Friday, 4 September 2015

Friday 4th September, 2015                   0200

Ok I definitely used too much milk in the bread pudding. We live and learn. Although it all didn’t evaporate during cooking and I tried some long before it was cool and was a trifle damp I still pronounced it fine. Once it was cold it was more firm. Not quite like mother used to make but not far off and I blame not only excess milk but the bread - give me Wonderloaf and I will replicate it perfectly!.

Notwithstanding, Joan ate a good chunk of it and pinched a goodly amount for her breakfast yesterday. The rest I left in the fridge for her to take this morning. I think I will have to make another batch later today.

I never came to China as a “missionary”, being an agnostic anyway. However it appears to some degree I have unwittingly converted Joan.

First one has to remember that besides when eating in restaurants, the Chinese normally have their meal served up whole, everything mixed straight from the wok (not that they call it a wok) so they don’t have to think. Give them  multi-ingredient dishes and they invariably eat one thing at a time. I may have mentioned this before but give them a Sunday roast chicken dinner and they will eat the cabbage first, progress to carrots, roast spuds etc before finally eating the chicken.

This is why they - the world’s lovers of spicy food - consider our cuisine bland, they simply don’t benefit from all the flavours at once.

Cheese doesn’t feature in their diet either, which is why when I have made macaroni au gratin it has met mixed reactions from students.

Well the first breakthrough came when I served up a multiple choice dish and I noted after my telling her the above she was putting a bit of everything on her fork. Without trying to sound melodramatic, it touched a chord, she was learning to appreciate another way of eating food, one which doesn’t incinerate your eyeballs and blow the top of your skull off after one mouthful.

Anyway, yesterday morning I was on the bus on the way to get some more “on sale” wine when I texted her. I told her to choose what I would cook for dinner. Immediately she asked for spaghetti Bolognese. That in itself is not unusual, I haven’t met a student yet who doesn’t like it. What WAS unusual is that she actually asked for the Parmesan!
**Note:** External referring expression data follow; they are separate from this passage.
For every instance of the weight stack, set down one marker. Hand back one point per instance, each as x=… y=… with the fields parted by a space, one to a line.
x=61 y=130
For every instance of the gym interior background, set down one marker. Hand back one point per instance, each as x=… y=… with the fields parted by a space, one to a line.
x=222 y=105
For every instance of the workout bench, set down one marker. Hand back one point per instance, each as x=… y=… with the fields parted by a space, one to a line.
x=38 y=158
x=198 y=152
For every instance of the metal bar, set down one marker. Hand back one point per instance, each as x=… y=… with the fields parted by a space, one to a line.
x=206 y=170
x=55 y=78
I don’t think I have subverted or converted her, I think she is simply one who will try anything but it warms my heart to see someone embrace an aspect of another culture, even though I can’t stand many of the dishes offered to me at formal meals!

1700

When I got up I noticed a mouse had been nibbling at the bread pudding in the fridge. My guess is Joan was in a hurry and never had time to grab much to eat. She did return to do some singing at noon and also polished off the last of the pudding. I got one small slice from a large tray full.
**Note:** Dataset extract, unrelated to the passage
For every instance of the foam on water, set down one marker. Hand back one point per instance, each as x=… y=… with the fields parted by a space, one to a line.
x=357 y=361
I have a night off from cooking. Joan has been practising all day for some show and this evening her classmates are all going for dinner together. So, I bussed to town - only just managed to get a seat so plan B effective very soon - simply to shop. This was mostly for the on sale wine so doubtless I will go again tomorrow and Sunday. I struck it lucky coming back and hopped aboard a buss which wasn’t standing room only. My victuals tonight will be cheese baguette. Unfortunately I never thought to buy an onion but I do have half a cucumber and some salad cream left.
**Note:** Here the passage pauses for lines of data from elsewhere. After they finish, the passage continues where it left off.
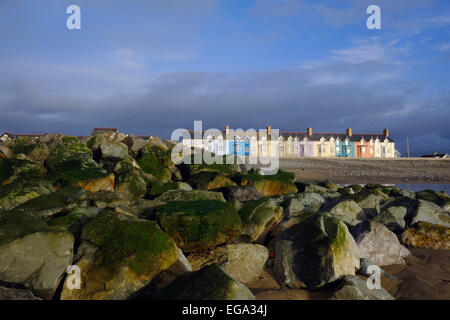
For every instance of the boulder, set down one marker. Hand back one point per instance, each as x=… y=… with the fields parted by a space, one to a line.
x=427 y=236
x=74 y=220
x=259 y=218
x=270 y=185
x=244 y=262
x=60 y=201
x=393 y=218
x=108 y=199
x=98 y=184
x=131 y=181
x=32 y=254
x=209 y=283
x=199 y=224
x=241 y=193
x=189 y=195
x=302 y=205
x=159 y=188
x=16 y=294
x=355 y=288
x=21 y=191
x=380 y=245
x=438 y=198
x=113 y=151
x=210 y=181
x=429 y=212
x=317 y=251
x=119 y=255
x=349 y=212
x=5 y=152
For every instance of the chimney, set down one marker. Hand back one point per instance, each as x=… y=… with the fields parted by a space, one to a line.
x=349 y=132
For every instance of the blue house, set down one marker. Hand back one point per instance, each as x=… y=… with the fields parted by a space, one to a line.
x=345 y=148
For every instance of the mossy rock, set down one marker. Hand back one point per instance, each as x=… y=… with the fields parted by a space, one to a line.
x=317 y=251
x=210 y=181
x=199 y=225
x=74 y=220
x=270 y=185
x=78 y=168
x=153 y=164
x=60 y=201
x=32 y=254
x=209 y=283
x=159 y=188
x=259 y=218
x=129 y=253
x=22 y=190
x=189 y=195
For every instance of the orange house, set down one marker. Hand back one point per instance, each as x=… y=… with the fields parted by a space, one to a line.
x=365 y=149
Andre and Juliette are like two puppies. They take me back five years when I was straight out of the cardboard box both in Chizhou and as a teacher. They are trying all the different local foods on offer and taking random buses to explore. Today they went to where the ferries cross the Yangtse and they seemed a little disappointed when I told them I was pretty sure foot passengers travel free. Mind you, they didn’t know they run regularly during daylight hours so probably wouldn’t have made the crossing anyway. With nothing the other side apart from a small town that would take an hour to walk to it’s probably better they didn’t.

I said I wasn’t cooking but that’s not strictly true. After consulting with my mother I am now making more bread pudding but soaked the bread in milk rather than water (as Netmums instructed) as she did, plus I have used two eggs instead of one. I think I can count on two hands the times following a recipe to the letter actually produced the desired results and it is small wonder why there are literally thousands of cook books out there and online. But it’s fun experimenting!